Seventeen years, four children and 600 acres later, we bought the manor, plus a further 500 acres. The house had been only partly lived in for 30 years, and the garden was a jungle. For two years, we dug, burnt, bulldozed, bored and exhausted our friends, and spent energy I never knew we had encouraging the army of builders and making gallons of tea. When the house was habitable, we started on the farmhouses and buildings.’

In 1994, the main part of the farm was sold off, leaving Toddington Manor, which is listed Grade II, surrounded by 178 rolling acres of farmland, pasture and woodland, including a splendid private cricket pitch, four ponds, a lake and its famous gardens. The 14,279sq ft house is grand but friendly. It has fine reception rooms, including a drawing room, formal and family dining rooms, a library, a billiard room and a conservatory. Upstairs, the south wing houses the master suite, which has a bedroom, two dressing rooms, a bathroom, a shower room, a sauna and views over the cricket pitch and formal gardens; there are three further bedrooms on the floor above. The main guest suite is in the north wing, with four more en-suite bedrooms in the east wing.

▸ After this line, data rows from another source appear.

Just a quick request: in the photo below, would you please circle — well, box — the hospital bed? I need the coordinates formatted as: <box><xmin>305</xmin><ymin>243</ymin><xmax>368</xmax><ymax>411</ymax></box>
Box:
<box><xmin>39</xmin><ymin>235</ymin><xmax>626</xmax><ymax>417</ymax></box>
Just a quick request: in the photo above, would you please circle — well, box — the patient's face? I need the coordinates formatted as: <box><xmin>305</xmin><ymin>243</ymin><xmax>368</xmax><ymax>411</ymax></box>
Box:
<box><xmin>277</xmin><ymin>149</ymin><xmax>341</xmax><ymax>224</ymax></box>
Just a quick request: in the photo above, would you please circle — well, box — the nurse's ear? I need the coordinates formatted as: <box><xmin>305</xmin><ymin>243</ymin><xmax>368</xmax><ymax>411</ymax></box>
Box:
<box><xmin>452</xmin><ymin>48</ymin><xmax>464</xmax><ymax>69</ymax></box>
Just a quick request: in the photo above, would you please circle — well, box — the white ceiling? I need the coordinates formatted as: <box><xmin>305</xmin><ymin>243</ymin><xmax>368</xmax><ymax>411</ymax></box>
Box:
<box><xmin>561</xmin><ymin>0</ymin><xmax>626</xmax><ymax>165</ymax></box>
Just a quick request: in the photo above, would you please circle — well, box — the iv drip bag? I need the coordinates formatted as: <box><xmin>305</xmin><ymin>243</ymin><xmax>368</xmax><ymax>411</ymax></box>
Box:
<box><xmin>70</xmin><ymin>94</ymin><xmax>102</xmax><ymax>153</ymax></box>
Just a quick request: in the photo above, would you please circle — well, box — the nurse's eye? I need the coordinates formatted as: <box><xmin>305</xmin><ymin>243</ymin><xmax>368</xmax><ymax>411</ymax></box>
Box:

Secondary buildings include a three-bedroom gate lodge and a Grade II-listed stable block with six stables, six garages, offices and two flats. Sir Neville is a keen sportsman, and, for more than 30 years, Toddington Manor has had a noted pheasant and partridge shoot, with additional shooting rights over 800 neighbouring acres of land.

A few miles west as the crow flies, Grade II*-listed Harlington Manor at Harlington, near Flitwick, is one of Bedfordshire’s oldest manor houses. Originally built in 1012, it was listed in the Domesday Book as being two cottages, before being gentrified in the 14th century by the Wingate family, who owned it for the next 500 years, extending and refurbishing it in the 17th and 19th centuries. Despite those improvements, according to Harlington’s present owner, Lord Anthony Peters, one Wingate wife is said to have cried throughout her first night at the manor, thinking she had ended up in the poor house. In 1937, Sir Albert Richardson designed an addition to the north front.

Like Toddington, Harlington had its share of royal visitors: Charles II is thought to have slept in what is now known as The King’s Room, and Henry VIII also visited. A less willing visitor was John Bunyan, who was held overnight in a small upstairs room before being tried in the Great Parlour the next day, following his arrest for seditious preaching at nearby Lower Sandhill. His refusal to recant led to him being sentenced by Francis Wingate to 12 years in Bedford gaol, where he wrote The Pilgrim’s Progress.

Set in more than an acre of delightful walled gardens and grounds, the charming, 8,108sq ft manor has an impressive reception hall, seven mainly panelled reception rooms, a splendid master suite with a dressing room and two bathrooms, the King’s Room with bathroom en suite, seven further bedrooms and two further bathrooms. Outbuildings include a stable block, garages and stores. Harlington Manor is for sale through Hamptons St Albans (01727 890770) at a guide price of £2.4m.